In deze zaak, behandeld door de Rechtbank Midden-Nederland op 17 maart 2025, heeft de Stichting Dierenrecht een rechtszaak aangespannen tegen gedaagden c.s. die zich bezighouden met de handel in levend vee. De Stichting stelt dat de gedaagden onrechtmatig handelen door ongespeende kalveren vanuit Ierland te importeren, waarbij deze kalveren tijdens het vervoer langer dan 9 uur geen melk krijgen. De Stichting vordert een verklaring voor recht dat dit onrechtmatig handelen moet stoppen en dat de gedaagden een gebod moeten krijgen om dit te staken, op straffe van een dwangsom.
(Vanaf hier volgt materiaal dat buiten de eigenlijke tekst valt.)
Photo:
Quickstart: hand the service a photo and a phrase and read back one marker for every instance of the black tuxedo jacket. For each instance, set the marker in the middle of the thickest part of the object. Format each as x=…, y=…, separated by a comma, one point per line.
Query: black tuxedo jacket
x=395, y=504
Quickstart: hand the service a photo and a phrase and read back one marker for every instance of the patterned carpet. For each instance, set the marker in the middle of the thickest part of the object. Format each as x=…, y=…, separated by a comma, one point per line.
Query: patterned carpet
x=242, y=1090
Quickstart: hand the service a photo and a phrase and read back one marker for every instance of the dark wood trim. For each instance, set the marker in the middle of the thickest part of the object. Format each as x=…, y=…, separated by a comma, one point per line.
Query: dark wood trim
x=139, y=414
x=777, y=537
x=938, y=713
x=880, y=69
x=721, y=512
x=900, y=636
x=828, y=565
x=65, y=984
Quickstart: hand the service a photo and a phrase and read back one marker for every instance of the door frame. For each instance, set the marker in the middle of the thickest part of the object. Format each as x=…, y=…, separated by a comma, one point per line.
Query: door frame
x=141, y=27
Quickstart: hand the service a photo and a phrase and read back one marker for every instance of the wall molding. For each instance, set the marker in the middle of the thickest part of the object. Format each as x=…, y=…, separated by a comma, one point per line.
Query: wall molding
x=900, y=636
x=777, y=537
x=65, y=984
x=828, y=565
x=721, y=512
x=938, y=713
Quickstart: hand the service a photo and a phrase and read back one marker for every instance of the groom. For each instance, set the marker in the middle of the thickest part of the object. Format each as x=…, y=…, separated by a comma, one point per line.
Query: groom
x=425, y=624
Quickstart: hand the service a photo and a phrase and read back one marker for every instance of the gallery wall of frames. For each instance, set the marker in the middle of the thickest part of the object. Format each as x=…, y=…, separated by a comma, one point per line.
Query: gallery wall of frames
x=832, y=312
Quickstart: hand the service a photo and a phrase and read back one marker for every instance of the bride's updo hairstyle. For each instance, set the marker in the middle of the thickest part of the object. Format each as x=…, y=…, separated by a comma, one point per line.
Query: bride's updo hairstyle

De rechtbank heeft echter geoordeeld dat de Stichting niet-ontvankelijk is in haar vorderingen. De rechtbank stelt dat er een bestuursrechtelijke rechtsgang openstaat voor de Stichting, waarbij zij een handhavingsverzoek kan indienen bij de Nederlandse Voedsel- en Warenautoriteit (NVWA). De rechtbank benadrukt dat de burgerlijke rechter geen taak heeft in deze kwestie, omdat de Stichting dezelfde resultaten kan behalen via de bestuursrechter. De Stichting heeft niet aangetoond dat er bijzondere omstandigheden zijn die een uitzondering op deze hoofdregel rechtvaardigen.
De rechtbank heeft de Stichting veroordeeld tot betaling van de proceskosten aan de gedaagden, die zijn begroot op € 2.094,00. De uitspraak is openbaar gedaan en de proceskostenveroordeling is uitvoerbaar bij voorraad. De rechtbank heeft het meer of anders gevorderde afgewezen.